Husk is the realization of what Brock expressed to The Post and Courier nearly two years ago: "My personal mission is to sing the gospel of the South. We have so many amazing things here. I think there are so many things we should be proud of. Cornbread, country ham and bourbon, there's nothing better. They're better than white truffles."

Brock says that Husk will be a documentation, a project more than a restaurant.

"It's a daily collection of pantry and fresh supplies that are representative of our culture and our history. And tell stories. It's almost like the chefs are pushed aside a little bit and the producers take center stage."

Construction is on track, according to Howard, but not without its challenges.

One is the number of people, up to two dozen, who have had to sign off when any major change in plans has been considered. They range from the owners to the electrical engineers and the building inspectors.

Howard also is learning what it takes to pass Charleston's BAR: Board of Architectural Review.

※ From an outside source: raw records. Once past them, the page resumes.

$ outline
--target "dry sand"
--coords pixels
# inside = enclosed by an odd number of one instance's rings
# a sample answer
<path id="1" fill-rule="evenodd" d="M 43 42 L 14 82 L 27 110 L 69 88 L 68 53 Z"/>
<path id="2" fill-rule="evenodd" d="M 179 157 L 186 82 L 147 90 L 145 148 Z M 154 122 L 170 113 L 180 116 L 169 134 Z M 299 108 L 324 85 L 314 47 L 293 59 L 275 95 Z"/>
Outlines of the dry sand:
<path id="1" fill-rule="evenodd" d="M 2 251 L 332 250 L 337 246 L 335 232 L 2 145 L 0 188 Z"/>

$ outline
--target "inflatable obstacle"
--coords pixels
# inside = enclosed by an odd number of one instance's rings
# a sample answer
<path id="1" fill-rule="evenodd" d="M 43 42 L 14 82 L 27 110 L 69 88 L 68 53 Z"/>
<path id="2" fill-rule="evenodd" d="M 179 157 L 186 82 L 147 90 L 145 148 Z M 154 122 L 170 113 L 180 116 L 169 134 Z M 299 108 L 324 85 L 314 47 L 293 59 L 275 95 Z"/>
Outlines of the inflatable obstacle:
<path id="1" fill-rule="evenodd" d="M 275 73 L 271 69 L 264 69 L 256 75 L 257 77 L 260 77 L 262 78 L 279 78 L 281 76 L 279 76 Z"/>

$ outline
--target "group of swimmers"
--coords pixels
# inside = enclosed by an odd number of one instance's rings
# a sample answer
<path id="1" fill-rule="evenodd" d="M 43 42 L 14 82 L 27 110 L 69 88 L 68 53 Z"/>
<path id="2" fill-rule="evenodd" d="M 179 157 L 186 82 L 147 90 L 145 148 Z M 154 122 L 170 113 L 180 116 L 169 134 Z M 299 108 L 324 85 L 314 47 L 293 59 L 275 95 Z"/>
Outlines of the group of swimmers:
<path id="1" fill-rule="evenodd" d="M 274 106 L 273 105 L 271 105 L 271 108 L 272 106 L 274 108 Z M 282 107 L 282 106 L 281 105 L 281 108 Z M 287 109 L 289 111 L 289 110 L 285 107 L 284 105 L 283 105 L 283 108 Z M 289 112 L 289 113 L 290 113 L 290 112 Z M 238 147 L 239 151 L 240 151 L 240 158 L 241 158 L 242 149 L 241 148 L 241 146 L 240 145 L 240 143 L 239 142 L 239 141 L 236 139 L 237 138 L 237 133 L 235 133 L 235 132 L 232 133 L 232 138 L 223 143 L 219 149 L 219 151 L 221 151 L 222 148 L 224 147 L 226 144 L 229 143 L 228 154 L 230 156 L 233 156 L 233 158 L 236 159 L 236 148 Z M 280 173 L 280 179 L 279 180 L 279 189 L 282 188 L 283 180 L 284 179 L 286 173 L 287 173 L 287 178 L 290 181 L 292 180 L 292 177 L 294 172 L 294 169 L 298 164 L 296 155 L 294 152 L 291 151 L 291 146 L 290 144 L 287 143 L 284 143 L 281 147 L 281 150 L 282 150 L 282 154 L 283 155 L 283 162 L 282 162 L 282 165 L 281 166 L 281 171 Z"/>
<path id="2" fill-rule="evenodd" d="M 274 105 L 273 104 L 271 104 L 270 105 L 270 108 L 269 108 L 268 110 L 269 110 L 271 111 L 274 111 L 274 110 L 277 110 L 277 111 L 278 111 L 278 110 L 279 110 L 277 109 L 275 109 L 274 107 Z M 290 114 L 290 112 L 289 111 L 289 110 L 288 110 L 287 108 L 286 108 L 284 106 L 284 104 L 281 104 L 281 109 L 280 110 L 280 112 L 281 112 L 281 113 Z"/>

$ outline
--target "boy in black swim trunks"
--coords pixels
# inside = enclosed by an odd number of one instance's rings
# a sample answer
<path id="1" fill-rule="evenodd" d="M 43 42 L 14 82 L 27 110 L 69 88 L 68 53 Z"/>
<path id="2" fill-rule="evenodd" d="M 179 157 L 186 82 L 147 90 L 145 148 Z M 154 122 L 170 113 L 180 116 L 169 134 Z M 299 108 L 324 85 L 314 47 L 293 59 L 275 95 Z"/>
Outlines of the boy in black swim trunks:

A sticking point has been the stuccoed face of 74 Queen. The concrete had deteriorated and needed to be removed to repair the bricks underneath. Howard wants to keep the brick exterior, but the BAR requires the building be returned to its original appearance.

"We're frustrated that we have to cover up these bricks dating to the 1800s with 2010 stucco. We don't see the logic in it," says Howard.

In the big picture, though, the restoration, not the restaurant, is what matters, he says.

"We will be judged by how we conducted ourselves during our time. We'll be gone, but it's going to be there. We're very conscientious about how we respect the history of the buildings under our watch."